Twelve years ago today, two friends, I knelt down and my District President installed me as the pastor of Concordia Lutheran Church in Cerritos. A few weeks before that, the church had laid to rest a beloved retired pastor and his wife. Within three months, I would bless the graves of another couple. And over the years, there have been a lot of deaths, people that had become not only parishioners, but good friends. There has also been trauma that scars one deep, and ministering to those broken by such, has been commonplace. Enough so that prayers start ascending every time the phone rings, or a text message beeps.
It would be lying to saying this has been an easy time. It would also be lying to say this time has not been a huge blessing.
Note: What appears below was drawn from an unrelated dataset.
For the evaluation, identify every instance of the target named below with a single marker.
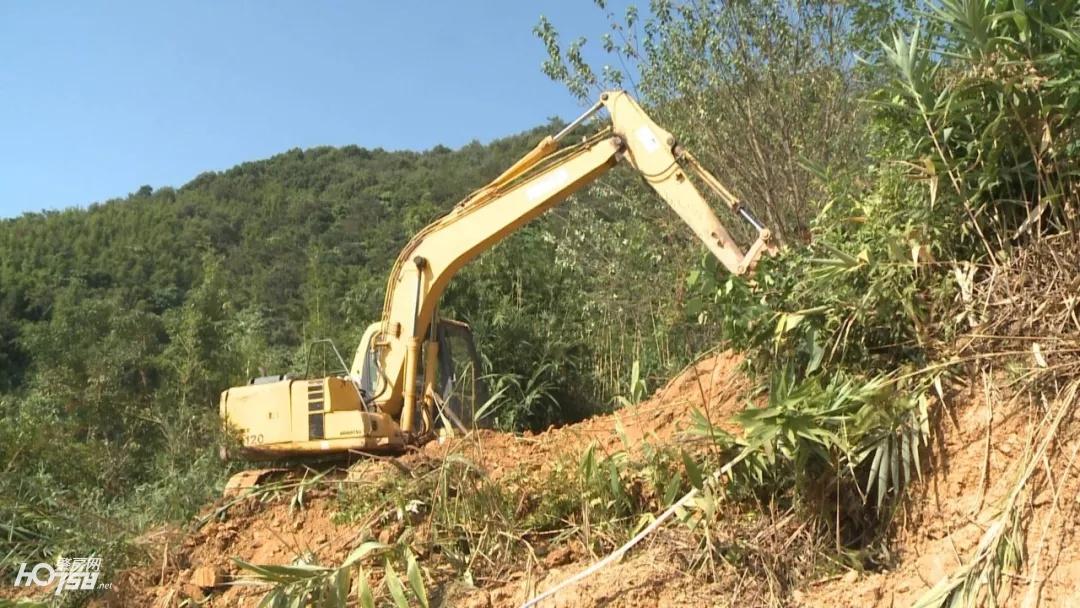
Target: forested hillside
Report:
(122, 322)
(903, 408)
My devotional reading this morning explains why:
It is all about the faith of the people I see, a faith that is lived out in the midst of trauma, in the midst of sacrifice. A faith that keeps coming back to God, must as Kreeft’s pigeons and iron filings being attracted to their “home.” There is a joy in this, even amidst the shared tears. There is a confidence, born out of the Body and Blood of Jesus in which we share, that even the tears are somehow beneficial.
The ability of people to depend on God in this time is what lifts me up. Just as it did Paul, to see people being sustained by God, to the point where they are ministering to others during their own trauma, is the best feeling a pastor can observe. It is what sustains us, as we see the effect of them being drawn back to God.
This is how, after 12 years, I can look to the future.
Knowing the response of those to whom I remind, “the Lord is with you!”
And knowing they are right when they answer back, trusting in God, “and also with you!”
Lord, as we go through these days, help us to continue to help each other, trusting You to show us their needs, and empowering us to meet them. Help us set our own brokenness aside, help us to leace it there… knowing You are healing us in this time. We pray this, in the Name of the Father, and the Son and the Holy Spirit! Amen!
Peter Kreeft, The God Who Loves You (San Francisco: Ignatius Press, 2004), 93.